Either Heat or Ice May Be Used in Treatment
Some muscle spasms are caused by swelling of the tissues in the surrounding area. In this case, applying ice to the neck and taking an anti-inflammatory can help. Reducing the swelling should allow the muscle to relax, which will in turn reduce pain. However, chronic neck spasms that are the result of muscle overuse may benefit from heat. Moist heat packs, available in most pharmacies, or relaxing in a hot bath or shower should help to reduce the muscle spasm. In some cases, alternating the use of heat and ice can reduce spasms. Ask your doctor or physical therapist for recommendations.
Frequent Occurrences May Be Caused By Stress
A bad night's sleep, poor posture or uncomfortable work chairs can put strain and stress on the neck muscles, causing pain and spasms. If you wake up in pain, or if sitting for hours makes your pain worse, you may want to consider changing your furniture. Do you lean over your desk all day at work? Prolonged rounding of the shoulders and neck puts pressure on the large support muscles of the upper back, which can lead to painful spasms. If your neck spasms are not the result of poor positioning, stress itself may be to blame. Stress is a major culprit of tension in the muscles of the neck and upper back, an abundance of which can lead to spasms.
Chronic Neck Pain and Spasms Have a Name
Torticollis is the fancy term for a crick in the neck. It is a chronic condition that causes neck spasms so severe, they may even cause the head to turn. Torticollis attacks can be extremely painful and may take up to a few weeks to resolve. It is treated like an ordinary spasm: with heat, ice, anti-inflammatories and stretching.
You May Need Therapy or a Shot
Chronic neck pain and spasms may require professional intervention.
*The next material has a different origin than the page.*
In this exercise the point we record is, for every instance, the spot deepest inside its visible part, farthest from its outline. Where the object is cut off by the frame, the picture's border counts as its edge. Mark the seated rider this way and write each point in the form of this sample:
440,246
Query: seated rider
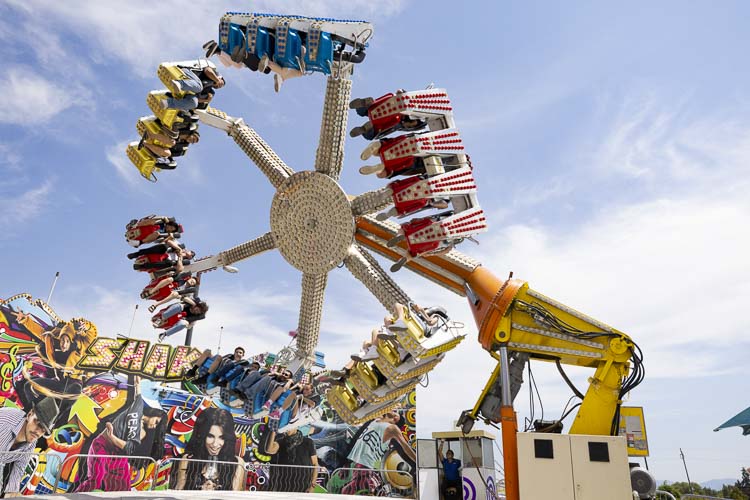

Physical therapists are skilled at using treatment modalities such as heat, ice, ultrasound and electrical stimulation to decrease pain resulting from spasms. They can also educate you on the best approach to treat your condition at home if painful spasms return. If therapy and home treatments can't keep painful neck spasms at bay, your doctor may inject a steroid, such as cortisone, to manage your condition.